Digestion trials are used to estimate the absorption rate of an element by animals. There are apparent and true absorptions. Apparent absorption is defined as total intake minus total fecal excretion of the element, and that difference is often expressed as a percentage of the total intake. Fecal excretion of the element consists of the unabsorbed portion of the element and the absorbed portion that is subsequently excreted into the gastrointestinal tract. The latter portion of the total fecal excretion is designated as ''total endogenous fecal excretion.'' It can be estimated by extrapolating responses of fecal losses of the element to zero dietary intake or by monitoring fecal loss of an injected element isotope. True absorption corrects for the portion of total endogenous excretion and is calculated as follows:
True absorption = [total intake — (total fecal excretion — total endogenous fecal excretion)] /total intake x 100
The value for true absorption is greater than that for apparent absorption. True absorption is more accurate than apparent absorption for elements such as calcium, phosphorus, zinc, and copper, as the gastrointestinal tract is a major pathway of excretion for these elements. For both apparent and true absorption measures, the limitation lies in the fact that not all the absorbed elements are available for storage or physiological use by the animals.

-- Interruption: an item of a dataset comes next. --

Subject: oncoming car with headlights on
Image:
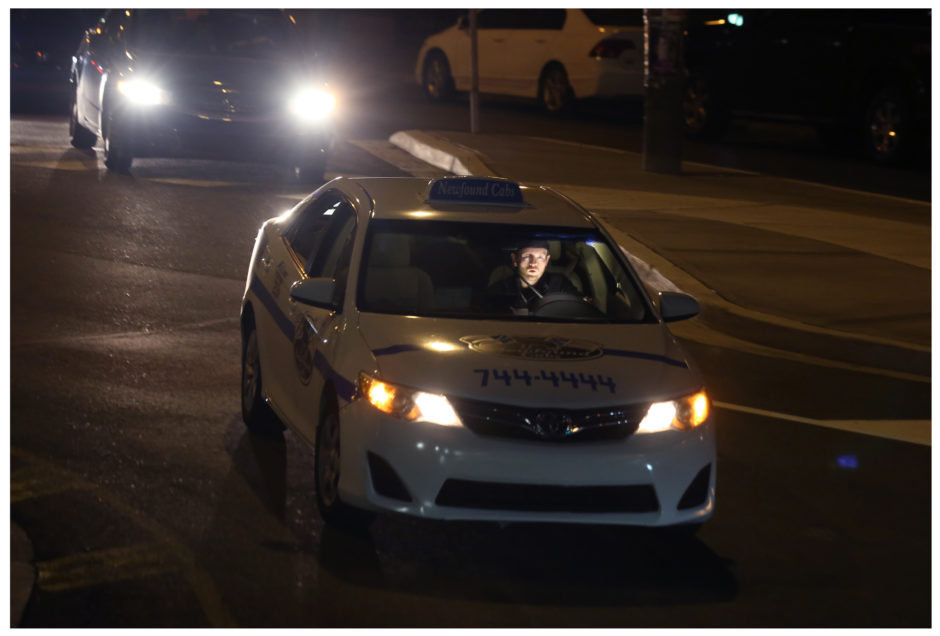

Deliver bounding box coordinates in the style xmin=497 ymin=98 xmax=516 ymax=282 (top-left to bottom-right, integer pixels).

Balance trials are used to estimate the retention of an element. It is defined as total intake minus total excretion (total fecal plus total urinary) of the element. As urine is a major pathway of excretion for minerals such as potassium, magnesium, and iodine, retention is a useful indicator of their bioavailability. However, in many situations, the mineral element excreted in the urine represents a portion that has been utilized in metabolism. In such cases, net retention is not a good indicator of bioavailability.
Both radioactive and stable isotopes can be used to determine absorption and retention of mineral elements. The procedure usually involves a single oral dose, followed by measurements of the administered radioactive or stable isotope in blood, target organs, or whole body. This approach is specific so it can sort out the unavailable portion from the endogenous loss of the testing elements. The disadvantage of this method is the need for special equipment to detect both types of isotopes and the very limited manipulating time.